Session number: 1014
Abstract title: Organizational Structures Support Implementation and Adherence to VA Clinical Practice Guidelines
Author(s):
TE Vaughn - Department of Health Management and Policy, University of Iowa College of Public Health
KF Welke - Division of Cardiothoracic Surgery, The University of Iowa Hospitals and Clinics and College of Medicine
MM Ward - Department of Health Management and Policy, University of Iowa College of Public Health
KD McCoy - Program in Health Services Research, Iowa City VAMC and Department of Internal Medicine, The University of Iowa College of Medicine
BJ BootsMiller - Program in Health Services Research, Iowa City VAMC and Department of Internal Medicine, The University of Iowa College of Medicine
RF Woolson - Department of Biostatistics, University of Iowa College of Public Health
BN Doebbeling - Program in Health Services Research, Iowa City VAMC, Departments of Internal Medicine and Epidemiology, The University of Iowa Colleges of Medicine and Public Health
Objectives: Organizational structures and processes are the primary means for implementing and supporting new programs to improve quality of care and patient outcomes. Organizational culture and climate are often cited as critical for effectively employing such structures and processes. We examined the relationships between compliance with several clinical practice guidelines (CPG) and organizational climate, guideline committee membership, and working style.
Methods: We surveyed key informants at 138 VAMCs regarding provider compliance with three guidelines: chronic obstructive pulmonary disease (COPD), congestive heart failure (CHF), and major depressive disorder (MDD). Leadership support, organizational climate, and committee structures and processes were assessed using a five point Likert scale. Responses were dichotomized (great/very great=1; other responses=0). Generalized estimating equation regression models with logistic link were used to identify factors associated with compliance for at least two of these CPGs.
Results: Data from 126 VAMCs (91 percent) were provided.

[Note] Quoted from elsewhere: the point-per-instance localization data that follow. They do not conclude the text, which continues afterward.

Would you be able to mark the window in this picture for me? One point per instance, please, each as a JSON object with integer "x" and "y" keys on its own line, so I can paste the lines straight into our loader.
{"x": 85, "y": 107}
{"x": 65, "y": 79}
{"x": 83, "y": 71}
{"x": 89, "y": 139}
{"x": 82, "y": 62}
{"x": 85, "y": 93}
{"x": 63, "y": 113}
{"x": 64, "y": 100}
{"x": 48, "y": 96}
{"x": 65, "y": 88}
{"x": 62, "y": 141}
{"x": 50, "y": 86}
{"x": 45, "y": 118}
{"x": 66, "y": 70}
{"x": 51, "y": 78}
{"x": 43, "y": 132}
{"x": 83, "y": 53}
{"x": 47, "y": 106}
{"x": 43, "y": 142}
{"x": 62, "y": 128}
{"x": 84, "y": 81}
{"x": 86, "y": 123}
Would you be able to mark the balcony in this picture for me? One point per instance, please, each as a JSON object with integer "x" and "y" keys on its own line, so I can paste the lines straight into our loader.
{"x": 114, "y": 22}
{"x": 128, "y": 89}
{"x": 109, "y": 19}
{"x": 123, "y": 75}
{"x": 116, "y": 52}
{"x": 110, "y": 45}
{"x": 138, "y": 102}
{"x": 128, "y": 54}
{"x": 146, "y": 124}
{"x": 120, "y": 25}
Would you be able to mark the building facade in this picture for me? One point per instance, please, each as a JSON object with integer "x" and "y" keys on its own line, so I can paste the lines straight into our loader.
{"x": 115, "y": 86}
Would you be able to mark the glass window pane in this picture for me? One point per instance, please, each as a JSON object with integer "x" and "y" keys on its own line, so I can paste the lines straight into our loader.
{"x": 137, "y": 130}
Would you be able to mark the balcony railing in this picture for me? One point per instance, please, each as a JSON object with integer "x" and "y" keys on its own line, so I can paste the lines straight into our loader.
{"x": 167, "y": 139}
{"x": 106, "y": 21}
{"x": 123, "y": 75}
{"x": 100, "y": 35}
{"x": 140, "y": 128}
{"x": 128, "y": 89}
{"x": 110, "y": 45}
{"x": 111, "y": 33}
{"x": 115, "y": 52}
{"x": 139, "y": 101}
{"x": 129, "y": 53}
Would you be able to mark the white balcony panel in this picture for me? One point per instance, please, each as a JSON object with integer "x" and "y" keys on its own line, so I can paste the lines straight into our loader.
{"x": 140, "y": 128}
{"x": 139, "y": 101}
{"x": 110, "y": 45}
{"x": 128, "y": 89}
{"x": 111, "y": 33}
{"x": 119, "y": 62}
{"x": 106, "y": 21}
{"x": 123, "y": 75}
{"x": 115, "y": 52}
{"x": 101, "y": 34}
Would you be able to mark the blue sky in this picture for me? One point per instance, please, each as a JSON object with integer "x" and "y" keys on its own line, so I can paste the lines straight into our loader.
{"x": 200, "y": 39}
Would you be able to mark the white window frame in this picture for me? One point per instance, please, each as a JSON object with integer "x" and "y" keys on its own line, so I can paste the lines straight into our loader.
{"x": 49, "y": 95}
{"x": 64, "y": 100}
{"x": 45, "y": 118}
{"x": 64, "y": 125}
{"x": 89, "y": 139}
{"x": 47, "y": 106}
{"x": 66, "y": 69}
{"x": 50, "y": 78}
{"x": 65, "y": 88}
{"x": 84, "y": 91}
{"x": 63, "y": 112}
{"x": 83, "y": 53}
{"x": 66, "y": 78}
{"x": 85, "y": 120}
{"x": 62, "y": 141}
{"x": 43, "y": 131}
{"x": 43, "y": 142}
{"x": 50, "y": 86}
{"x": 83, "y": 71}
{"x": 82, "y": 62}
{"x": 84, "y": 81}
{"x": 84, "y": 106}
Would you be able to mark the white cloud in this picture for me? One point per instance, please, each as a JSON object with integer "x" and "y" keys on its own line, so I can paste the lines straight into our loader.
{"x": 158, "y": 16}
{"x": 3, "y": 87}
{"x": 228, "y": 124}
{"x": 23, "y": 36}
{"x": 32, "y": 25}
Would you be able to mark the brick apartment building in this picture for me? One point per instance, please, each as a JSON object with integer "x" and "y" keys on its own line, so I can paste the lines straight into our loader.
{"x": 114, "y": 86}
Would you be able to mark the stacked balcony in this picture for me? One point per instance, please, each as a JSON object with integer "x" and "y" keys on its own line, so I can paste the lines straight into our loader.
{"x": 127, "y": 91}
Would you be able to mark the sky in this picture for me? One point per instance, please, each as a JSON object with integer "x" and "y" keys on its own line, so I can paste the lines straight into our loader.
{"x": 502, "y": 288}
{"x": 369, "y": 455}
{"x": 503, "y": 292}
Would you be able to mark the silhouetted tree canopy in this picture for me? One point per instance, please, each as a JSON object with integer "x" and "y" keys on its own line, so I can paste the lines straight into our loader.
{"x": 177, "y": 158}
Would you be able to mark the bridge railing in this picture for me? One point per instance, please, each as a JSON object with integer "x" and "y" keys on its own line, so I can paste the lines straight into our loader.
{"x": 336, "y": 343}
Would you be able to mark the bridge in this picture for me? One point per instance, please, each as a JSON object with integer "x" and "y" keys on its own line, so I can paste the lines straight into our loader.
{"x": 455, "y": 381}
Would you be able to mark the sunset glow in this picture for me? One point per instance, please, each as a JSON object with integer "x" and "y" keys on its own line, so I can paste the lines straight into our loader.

General organizational climate factors positively associated with compliance for at least two CPGs included senior administrative support for quality in general and for guidelines specifically, cooperation between physicians and senior administration, a culture fostering flexibility, and cooperation between departments and communication between physicians and nurses. Specific guideline-related factors positively associated with compliance included clinical department input into implementation, teamwork, coordination of guideline implementation with other quality initiatives, and implementation step monitoring. Guideline committee composition and specifically balanced membership across professions were positively associated with compliance. Committee working style attributes positively associated with compliance were members engaged in the process, effective contribution of members in discussions, and productive meetings.
Conclusions: Two factors critical to establish the context for CPG compliance are administrative leadership and a climate of interdisciplinary cooperation and teamwork related to quality generally and to CPGs specifically. Specific committee membership is less important than balance across professions and engagement of all members.
Impact statement: Care for VAMC patients can be improved by visible administrative support for quality, by careful management of collaborative professional relations, and by training guideline coordinators in meeting management.